IGNACIO CAMACHO-ABC
- Las circunstancias han juntado las mutuas necesidades de Puigdemont y de Sánchez frente a los preceptos constitucionales
Contra el vicio de pedir existe la virtud de no dar, dice el adagio. Puigdemont está en su derecho, o en todo caso en su interés, de exigir por sus escaños un precio político que no pagaría ningún dirigente sensato; el verdadero problema es que intuye, o quizá sabe, que Sánchez está dispuesto a otorgárselo. De ahí la extraordinaria arrogancia de su lista de peticiones, que no sólo incluyen el reconocimiento de la legitimidad del golpe secesionista como un impecable acto democrático sino una palinodia completa de la respuesta legal del Estado. Por más que los mecanismos mentales del prófugo no se rijan por el orden racional común, hay en su órdago algo que sugiere la convicción de que puede ganarlo, de que percibe en el Gobierno una abierta voluntad de pacto. Y esa percepción, fundada en precedentes recientes de ‘cambios de opinión’ elásticos, vulgo bandazos, es la misma que tiene hoy buena parte de los ciudadanos.
Cualquier persona medio informada es ya consciente de que la ley de amnistía, aunque reciba otro nombre, es un hecho al que sólo le faltan unos retoques jurídicos –por decirlo de alguna manera– antes de su presentación en el Congreso. Más aún: el proceso incluirá el desistimiento de la Fiscalía y la Abogacía en los pleitos de reclamaciones económicas a los insurrectos. Moncloa confía en que ésa, más la eventual aceptación de un mediador, puede ser una base suficiente para el acuerdo, pero si ‘Puchi’ decide que se trata sólo del comienzo no cabe descartar que las cosas lleguen más lejos. Vista la facilidad con que el presidente reconduce sus planteamientos nadie se atrevería a apostar en serio contra la posibilidad de alguna clase de referéndum. Sólo le importa la investidura y, cuando tras el intento de Feijóo empiece a correr la cuenta atrás, los escrúpulos se irán diluyendo a medida que cundan los nervios. La gran baza del inquilino de Waterloo se llama tiempo.
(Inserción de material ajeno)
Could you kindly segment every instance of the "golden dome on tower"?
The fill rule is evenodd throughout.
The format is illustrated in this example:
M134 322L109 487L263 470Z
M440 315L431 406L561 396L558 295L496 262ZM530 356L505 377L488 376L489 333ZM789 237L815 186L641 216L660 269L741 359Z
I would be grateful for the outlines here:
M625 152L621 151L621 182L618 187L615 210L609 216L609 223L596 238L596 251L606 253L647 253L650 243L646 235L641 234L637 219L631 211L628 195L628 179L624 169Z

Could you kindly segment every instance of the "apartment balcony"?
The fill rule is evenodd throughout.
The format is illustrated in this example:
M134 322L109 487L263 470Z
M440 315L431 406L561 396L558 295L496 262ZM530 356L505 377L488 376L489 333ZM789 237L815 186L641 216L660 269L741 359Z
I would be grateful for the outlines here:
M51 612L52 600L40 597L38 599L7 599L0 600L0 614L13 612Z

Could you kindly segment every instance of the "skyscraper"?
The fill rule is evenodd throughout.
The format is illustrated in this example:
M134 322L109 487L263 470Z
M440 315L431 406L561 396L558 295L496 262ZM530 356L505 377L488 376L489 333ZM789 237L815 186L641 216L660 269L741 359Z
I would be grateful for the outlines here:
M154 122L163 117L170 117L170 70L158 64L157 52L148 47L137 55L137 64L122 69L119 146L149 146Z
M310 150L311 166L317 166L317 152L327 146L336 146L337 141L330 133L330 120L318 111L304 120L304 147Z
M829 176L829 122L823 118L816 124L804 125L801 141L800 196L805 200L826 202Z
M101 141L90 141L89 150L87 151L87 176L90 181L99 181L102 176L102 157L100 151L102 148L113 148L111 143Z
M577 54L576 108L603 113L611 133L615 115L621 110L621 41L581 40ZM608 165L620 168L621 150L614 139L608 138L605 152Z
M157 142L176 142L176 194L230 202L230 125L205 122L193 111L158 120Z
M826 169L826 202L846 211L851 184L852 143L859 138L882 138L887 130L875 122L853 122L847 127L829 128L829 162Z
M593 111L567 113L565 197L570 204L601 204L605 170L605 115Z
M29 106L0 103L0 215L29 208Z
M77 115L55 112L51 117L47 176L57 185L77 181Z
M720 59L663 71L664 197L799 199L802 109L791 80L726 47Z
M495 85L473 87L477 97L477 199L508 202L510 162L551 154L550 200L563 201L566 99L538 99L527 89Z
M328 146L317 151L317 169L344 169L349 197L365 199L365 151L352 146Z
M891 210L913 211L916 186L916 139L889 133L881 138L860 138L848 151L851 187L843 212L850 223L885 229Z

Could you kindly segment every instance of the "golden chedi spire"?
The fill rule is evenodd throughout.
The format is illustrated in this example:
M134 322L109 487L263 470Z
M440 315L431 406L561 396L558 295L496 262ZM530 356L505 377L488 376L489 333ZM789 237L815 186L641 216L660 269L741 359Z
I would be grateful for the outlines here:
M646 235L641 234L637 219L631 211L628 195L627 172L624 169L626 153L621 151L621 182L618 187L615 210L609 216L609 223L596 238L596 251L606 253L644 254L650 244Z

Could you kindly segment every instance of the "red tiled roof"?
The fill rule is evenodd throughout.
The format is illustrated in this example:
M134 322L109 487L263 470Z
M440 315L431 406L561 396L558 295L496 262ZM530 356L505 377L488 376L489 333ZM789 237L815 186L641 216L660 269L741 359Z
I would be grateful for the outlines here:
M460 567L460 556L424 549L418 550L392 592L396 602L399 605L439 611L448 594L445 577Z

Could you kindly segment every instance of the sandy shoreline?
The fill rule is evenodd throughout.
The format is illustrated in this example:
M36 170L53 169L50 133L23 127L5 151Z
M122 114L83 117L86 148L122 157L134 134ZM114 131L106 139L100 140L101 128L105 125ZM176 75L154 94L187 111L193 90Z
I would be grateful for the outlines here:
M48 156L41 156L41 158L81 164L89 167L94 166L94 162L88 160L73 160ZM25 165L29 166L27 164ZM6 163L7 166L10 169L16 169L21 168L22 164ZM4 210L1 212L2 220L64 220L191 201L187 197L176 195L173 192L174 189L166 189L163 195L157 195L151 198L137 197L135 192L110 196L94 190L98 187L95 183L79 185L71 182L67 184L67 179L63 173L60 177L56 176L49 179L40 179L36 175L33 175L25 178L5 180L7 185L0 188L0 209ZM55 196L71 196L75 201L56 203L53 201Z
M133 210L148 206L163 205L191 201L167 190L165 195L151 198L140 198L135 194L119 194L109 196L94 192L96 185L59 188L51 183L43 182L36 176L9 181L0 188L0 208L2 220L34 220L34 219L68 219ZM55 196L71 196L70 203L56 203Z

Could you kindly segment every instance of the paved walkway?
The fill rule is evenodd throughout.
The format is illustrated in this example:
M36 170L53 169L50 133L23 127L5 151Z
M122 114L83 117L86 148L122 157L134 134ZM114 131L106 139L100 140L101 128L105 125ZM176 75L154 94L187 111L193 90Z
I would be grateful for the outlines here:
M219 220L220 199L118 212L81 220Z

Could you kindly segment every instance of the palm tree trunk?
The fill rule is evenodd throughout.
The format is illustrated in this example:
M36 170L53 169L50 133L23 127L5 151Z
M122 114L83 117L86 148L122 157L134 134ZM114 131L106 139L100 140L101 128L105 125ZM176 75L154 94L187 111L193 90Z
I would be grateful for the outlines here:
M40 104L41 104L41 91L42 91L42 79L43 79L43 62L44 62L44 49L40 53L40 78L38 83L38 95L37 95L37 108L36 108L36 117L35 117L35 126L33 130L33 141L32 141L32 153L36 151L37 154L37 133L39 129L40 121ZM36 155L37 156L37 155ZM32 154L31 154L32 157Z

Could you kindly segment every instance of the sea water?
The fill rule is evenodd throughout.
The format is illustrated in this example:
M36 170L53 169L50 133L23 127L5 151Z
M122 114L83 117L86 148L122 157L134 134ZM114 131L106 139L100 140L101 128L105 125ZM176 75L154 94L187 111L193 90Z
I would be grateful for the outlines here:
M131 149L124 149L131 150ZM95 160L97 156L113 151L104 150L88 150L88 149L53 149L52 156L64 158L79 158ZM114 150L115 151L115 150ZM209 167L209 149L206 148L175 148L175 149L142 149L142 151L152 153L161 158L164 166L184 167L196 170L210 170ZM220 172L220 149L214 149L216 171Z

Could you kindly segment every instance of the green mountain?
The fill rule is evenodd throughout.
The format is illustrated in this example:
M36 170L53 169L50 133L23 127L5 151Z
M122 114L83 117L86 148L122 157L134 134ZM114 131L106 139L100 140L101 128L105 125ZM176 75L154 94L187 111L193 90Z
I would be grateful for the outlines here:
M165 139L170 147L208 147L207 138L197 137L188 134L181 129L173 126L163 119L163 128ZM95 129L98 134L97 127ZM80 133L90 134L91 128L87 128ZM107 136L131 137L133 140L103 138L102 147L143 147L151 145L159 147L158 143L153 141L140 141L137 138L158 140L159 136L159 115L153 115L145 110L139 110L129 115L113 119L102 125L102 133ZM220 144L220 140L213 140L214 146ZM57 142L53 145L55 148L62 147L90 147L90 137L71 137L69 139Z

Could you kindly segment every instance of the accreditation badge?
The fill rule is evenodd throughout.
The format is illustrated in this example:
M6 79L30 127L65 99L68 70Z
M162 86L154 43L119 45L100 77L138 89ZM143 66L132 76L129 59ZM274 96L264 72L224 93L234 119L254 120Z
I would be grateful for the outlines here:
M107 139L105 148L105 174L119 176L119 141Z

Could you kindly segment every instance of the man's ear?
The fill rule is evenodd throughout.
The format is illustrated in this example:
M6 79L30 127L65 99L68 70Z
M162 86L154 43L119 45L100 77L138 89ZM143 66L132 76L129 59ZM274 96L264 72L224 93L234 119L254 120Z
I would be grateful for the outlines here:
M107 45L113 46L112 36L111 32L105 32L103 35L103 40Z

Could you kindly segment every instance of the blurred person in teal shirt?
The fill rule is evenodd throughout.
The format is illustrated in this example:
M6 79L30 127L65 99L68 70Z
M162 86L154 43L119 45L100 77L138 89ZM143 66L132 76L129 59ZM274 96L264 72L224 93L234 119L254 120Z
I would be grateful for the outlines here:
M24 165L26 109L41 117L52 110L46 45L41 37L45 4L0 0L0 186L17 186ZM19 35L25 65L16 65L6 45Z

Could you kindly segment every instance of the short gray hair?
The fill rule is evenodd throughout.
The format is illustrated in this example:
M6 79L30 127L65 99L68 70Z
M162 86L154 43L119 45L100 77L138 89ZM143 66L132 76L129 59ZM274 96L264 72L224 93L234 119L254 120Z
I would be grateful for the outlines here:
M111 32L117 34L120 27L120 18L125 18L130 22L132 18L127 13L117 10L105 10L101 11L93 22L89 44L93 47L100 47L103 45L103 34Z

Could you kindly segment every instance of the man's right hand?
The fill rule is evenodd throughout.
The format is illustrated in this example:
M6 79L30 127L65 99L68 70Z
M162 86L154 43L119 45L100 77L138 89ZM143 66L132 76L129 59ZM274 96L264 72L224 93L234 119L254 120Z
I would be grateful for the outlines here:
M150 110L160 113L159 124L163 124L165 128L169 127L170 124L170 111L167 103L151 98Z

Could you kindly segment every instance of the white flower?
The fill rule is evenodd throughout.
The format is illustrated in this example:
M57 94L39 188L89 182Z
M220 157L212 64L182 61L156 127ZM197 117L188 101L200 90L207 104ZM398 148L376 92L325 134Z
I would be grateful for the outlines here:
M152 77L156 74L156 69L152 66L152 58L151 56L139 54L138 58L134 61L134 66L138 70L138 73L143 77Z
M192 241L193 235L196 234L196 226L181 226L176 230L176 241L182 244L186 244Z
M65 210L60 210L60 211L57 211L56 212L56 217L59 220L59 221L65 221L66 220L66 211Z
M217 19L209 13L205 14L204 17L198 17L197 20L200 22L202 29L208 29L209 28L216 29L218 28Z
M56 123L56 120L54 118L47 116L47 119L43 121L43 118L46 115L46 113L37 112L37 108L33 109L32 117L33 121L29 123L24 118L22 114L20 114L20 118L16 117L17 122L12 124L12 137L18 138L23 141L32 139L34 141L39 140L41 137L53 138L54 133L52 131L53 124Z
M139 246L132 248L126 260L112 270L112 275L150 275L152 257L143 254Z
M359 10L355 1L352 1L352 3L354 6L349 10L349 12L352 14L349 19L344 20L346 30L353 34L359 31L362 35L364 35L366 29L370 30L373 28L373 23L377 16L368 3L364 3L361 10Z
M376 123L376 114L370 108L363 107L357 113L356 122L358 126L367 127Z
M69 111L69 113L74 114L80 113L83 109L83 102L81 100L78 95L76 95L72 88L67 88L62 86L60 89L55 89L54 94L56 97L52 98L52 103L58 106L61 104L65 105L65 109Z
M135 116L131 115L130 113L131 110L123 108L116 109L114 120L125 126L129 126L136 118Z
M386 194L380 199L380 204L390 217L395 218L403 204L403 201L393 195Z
Bien es verdad que Sánchez podría negarse y forzar la repetición electoral presentándose como un gobernante responsable capaz de resistir el chantaje. Pero esa maniobra esconde para él riesgos palmarios, elementales. Significa tentar la suerte, exponerse a una mayoría de la derecha sin ninguna garantía de que en el supuesto más favorable no tenga que depender de nuevo, tal vez con más precariedad o más urgencia, de los separatistas catalanes. La reelección en otoño es pájaro en mano y ya se verá más tarde si conviene acortar la legislatura o se puede sacar adelante. Puigdemont lo sabe, y también que ahora tiene a su alcance la oportunidad de convertir su falsa aureola de mártir en la corona de laurel de un caudillo triunfante. Las circunstancias han juntado dos necesidades cuya mutua satisfacción sólo estorba el pequeño detalle de ciertos preceptos constitucionales. Poco obstáculo parece para quienes han demostrado que no hay principios que los paren.